Nesta quinta-feira, o Irã informou ao secretário-geral das Nações Unidas, António Guterres, que considerará alvos legítimos bases, instalações e ativos de “forças hostis” na região se sofrer uma agressão militar.

A comunicação direta com o chefe da ONU ocorre em meio a um cenário de crescente tensão geopolítica. A declaração representa um posicionamento claro do país sobre como reagiria a um eventual ataque.

A fonte não detalhou se a mensagem foi enviada por escrito ou em uma reunião específica. A situação demanda atenção da comunidade internacional, que acompanha os desdobramentos com cautela.

Pressão dos Estados Unidos aumenta tensão

Declarações de Donald Trump

Do lado americano, o ex-presidente Donald Trump afirmou que o Irã deveria chegar a um acordo sobre seu programa nuclear ou “coisas ruins” acontecerão. A declaração foi acompanhada por um prazo aparente de 10 dias antes que os Estados Unidos possam tomar medidas.

Movimentações militares americanas

Os Estados Unidos enviaram para a região:

  • Porta-aviões
  • Navios de guerra
  • Jatos militares

O vice-presidente americano, JD Vance, disse que Washington estava considerando se deveria continuar o envolvimento diplomático com Teerã ou buscar outra opção. A fonte não detalhou quais seriam essas alternativas.

Mercados reagem com alta do petróleo

A tensão entre os países tem influenciado principalmente os mercados de petróleo. Os preços da commodity subiram cerca de 2% nesta quinta-feira, atingindo seu nível mais alto em seis meses.

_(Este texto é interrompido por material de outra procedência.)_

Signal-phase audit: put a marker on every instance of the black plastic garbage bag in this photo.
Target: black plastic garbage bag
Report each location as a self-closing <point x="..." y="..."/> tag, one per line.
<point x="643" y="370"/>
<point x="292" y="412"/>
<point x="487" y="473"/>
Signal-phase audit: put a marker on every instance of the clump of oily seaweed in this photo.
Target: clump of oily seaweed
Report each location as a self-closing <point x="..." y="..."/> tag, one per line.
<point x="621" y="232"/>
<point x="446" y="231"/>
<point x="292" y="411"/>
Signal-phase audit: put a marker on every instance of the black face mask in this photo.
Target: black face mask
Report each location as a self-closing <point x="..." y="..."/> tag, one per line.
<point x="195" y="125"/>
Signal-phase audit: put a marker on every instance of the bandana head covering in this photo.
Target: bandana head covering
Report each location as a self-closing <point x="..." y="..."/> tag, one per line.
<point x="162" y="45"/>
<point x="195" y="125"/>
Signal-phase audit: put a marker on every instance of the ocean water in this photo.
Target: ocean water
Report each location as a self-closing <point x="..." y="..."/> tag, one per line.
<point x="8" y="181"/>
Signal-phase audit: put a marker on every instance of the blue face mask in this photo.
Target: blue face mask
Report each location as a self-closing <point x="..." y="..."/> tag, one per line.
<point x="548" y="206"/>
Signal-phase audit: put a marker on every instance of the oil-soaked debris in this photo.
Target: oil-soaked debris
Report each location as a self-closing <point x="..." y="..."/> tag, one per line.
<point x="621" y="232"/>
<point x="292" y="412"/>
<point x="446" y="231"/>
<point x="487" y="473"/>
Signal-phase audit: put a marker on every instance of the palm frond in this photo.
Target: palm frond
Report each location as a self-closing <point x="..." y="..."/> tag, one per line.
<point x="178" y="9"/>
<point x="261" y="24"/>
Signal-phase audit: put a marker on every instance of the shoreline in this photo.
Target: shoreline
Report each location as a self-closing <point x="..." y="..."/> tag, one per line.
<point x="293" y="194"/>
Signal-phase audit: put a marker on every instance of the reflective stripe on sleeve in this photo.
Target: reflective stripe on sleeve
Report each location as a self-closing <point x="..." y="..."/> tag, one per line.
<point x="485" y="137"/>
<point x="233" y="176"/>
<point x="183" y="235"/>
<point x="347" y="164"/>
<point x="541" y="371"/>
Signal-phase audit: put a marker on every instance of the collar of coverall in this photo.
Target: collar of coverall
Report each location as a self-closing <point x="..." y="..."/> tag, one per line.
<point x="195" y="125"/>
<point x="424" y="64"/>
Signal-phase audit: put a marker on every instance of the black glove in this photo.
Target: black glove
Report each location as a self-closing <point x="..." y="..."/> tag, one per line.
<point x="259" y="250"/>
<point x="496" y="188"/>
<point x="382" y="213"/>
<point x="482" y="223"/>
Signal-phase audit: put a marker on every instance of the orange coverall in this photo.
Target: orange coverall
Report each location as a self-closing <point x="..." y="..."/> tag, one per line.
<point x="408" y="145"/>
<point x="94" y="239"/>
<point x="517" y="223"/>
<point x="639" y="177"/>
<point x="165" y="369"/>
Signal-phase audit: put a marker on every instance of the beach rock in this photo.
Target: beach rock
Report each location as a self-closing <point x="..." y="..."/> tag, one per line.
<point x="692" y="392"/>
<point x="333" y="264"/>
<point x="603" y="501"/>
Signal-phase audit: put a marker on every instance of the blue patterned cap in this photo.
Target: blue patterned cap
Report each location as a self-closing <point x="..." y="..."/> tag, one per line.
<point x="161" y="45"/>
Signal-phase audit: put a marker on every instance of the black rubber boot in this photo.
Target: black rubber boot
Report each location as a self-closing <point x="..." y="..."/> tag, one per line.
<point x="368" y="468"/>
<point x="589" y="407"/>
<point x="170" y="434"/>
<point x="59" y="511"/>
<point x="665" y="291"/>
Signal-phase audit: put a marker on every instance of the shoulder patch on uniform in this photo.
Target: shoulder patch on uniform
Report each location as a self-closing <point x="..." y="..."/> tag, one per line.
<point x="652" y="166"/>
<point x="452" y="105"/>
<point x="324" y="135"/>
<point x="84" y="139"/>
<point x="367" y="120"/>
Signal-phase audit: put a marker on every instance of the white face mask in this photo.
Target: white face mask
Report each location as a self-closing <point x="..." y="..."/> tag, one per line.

O movimento reflete a preocupação dos investidores com a possibilidade de interrupções no fornecimento devido a um conflito.

Números concretos da alta

  • Petróleo Brent: fechou com alta de US$1,31 (1,9%) a US$71,66 o barril
  • Petróleo WTI: fechou com alta de US$1,24 (1,9%) a US$66,43 o barril

Os valores indicam uma reação imediata do mercado às notícias geopolíticas.

Preços atingem patamares recordes recentes

Após avançar mais de 4% na quarta-feira, o Brent fechou em seu nível mais alto desde 31 de julho. Da mesma forma, o WTI fechou em seu nível mais alto desde 1º de agosto.

Os dados mostram uma tendência de alta sustentada nos últimos dias, impulsionada pela incerteza na região.

O cenário atual combina fatores políticos e econômicos, com impactos diretos nos custos de energia global. Analistas monitoram se a volatilidade persistirá nas próximas sessões.

A evolução dependerá, em grande parte, dos próximos passos das partes envolvidas.